The partial by-product of J(w) with respect to any of the weights wⱼ is:
Proof:
Thus, the gradient vector could be written in vectorized kind as follows:
And the gradient descent replace rule is:
the place α is a studying charge that controls the step measurement (0 < α < 1).
Word that everytime you use gradient descent, you will need to guarantee that your information set is normalized (in any other case gradient descent could take steps of various sizes in numerous instructions, which is able to make it unstable).
We’ll now implement the logistic regression mannequin in Python from scratch, together with its value perform and gradient computation, optimizing the mannequin utilizing gradient descent, analysis of the mannequin, and plotting the ultimate resolution boundary.
For the demonstration we are going to use the Iris data set (BSD license). The unique information set incorporates 150 samples of Iris flowers that belong to one in all three species (Setosa, Versicolor and Virginica). We’ll make it right into a binary classification drawback by utilizing solely the primary two sorts of flowers (Setosa and Versicolor). As well as, we are going to use solely first two options of every flower (sepal width and sepal size).
Loading the Knowledge Set
Let’s first import the required libraries and repair the random seed so as to get reproducible outcomes:
import numpy as np
import pandas as pd
import matplotlib.pyplot as plt
import seaborn as snsnp.random.seed(0)
Subsequent, we load the information set:
from sklearn.datasets import load_irisiris = load_iris()
X = iris.information[:, :2] # Take solely the primary two options
y = iris.goal
# Take solely the setosa and versicolor flowers
X = X[(y == 0) | (y == 1)]
y = y[(y == 0) | (y == 1)]
Let’s plot the information:
def plot_data(X, y):
sns.scatterplot(x=X[:, 0], y=X[:, 1], hue=iris.target_names[y], type=iris.target_names[y],
palette=['r','b'], markers=('s','o'), edgecolor='ok')
plt.xlabel(iris.feature_names[0])
plt.ylabel(iris.feature_names[1])
plt.legend()
plot_data(X, y)
As could be seen, the information set is linearly separable, due to this fact logistic regression ought to be capable of discover the boundary between the 2 lessons.
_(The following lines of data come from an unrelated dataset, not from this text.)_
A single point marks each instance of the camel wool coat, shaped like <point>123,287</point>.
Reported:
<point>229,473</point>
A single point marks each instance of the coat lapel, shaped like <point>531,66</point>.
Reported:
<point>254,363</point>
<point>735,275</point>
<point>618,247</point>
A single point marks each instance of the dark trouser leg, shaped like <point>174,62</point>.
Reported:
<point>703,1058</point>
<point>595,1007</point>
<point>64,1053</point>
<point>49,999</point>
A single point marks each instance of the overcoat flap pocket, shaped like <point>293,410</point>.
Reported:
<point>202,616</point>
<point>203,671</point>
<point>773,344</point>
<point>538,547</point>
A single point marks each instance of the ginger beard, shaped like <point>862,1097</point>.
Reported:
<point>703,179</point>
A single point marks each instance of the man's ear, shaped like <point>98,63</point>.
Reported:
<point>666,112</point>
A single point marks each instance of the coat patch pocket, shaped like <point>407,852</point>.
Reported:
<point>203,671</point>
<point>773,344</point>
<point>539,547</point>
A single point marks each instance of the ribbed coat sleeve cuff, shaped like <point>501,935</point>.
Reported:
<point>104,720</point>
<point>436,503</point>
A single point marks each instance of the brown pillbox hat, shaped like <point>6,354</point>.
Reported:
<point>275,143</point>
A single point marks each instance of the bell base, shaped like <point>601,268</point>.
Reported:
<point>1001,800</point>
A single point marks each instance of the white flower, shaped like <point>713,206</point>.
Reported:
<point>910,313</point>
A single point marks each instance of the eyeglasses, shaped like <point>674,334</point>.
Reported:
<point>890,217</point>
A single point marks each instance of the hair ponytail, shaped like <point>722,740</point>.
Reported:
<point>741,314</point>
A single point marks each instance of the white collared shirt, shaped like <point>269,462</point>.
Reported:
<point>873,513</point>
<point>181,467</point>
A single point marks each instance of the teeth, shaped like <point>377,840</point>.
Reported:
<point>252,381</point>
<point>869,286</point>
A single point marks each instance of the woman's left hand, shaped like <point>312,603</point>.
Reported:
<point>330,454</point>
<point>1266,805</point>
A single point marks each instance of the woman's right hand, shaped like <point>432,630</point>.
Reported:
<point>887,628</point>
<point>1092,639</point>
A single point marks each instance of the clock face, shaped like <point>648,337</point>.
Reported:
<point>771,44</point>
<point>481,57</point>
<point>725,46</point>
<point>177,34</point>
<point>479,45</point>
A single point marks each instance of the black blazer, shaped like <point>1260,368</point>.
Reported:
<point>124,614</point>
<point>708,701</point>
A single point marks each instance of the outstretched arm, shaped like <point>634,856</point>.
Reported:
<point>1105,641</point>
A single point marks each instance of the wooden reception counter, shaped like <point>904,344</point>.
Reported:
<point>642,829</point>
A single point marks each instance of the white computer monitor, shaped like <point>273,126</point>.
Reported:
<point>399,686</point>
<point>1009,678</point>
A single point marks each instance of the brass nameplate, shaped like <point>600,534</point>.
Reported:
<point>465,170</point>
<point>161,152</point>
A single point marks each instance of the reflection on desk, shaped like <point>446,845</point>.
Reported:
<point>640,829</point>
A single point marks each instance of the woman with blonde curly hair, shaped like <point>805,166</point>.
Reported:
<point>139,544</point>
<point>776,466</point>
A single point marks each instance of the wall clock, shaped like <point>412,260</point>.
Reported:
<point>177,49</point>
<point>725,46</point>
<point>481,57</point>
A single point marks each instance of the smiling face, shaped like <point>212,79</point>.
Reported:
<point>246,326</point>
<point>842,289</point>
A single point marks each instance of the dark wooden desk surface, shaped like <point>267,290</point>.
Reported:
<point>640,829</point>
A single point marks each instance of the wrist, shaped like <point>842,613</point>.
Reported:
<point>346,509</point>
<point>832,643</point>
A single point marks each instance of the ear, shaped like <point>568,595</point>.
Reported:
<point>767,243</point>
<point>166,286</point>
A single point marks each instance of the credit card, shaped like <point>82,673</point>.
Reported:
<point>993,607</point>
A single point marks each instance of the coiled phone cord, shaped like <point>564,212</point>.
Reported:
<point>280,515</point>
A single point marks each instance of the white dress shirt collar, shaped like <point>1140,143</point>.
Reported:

Subsequent, we have to add a column of ones to the options matrix X so as to signify the bias (w₀):
# Add a column for the bias
n = X.form[0]
X_with_bias = np.hstack((np.ones((n, 1)), X))
We now break up the information set into coaching and take a look at units:
from sklearn.model_selection import train_test_splitX_train, X_test, y_train, y_test = train_test_split(X_with_bias, y, random_state=0)
Mannequin Implementation
We at the moment are able to implement the logistic regression mannequin. We begin by defining a helper perform to compute the sigmoid perform:
def sigmoid(z):
""" Compute the sigmoid of z (z generally is a scalar or a vector). """
z = np.array(z)
return 1 / (1 + np.exp(-z))
Subsequent, we implement the fee perform that returns the price of a logistic regression mannequin with parameters w on a given information set (X, y), and in addition its gradient with respect to w.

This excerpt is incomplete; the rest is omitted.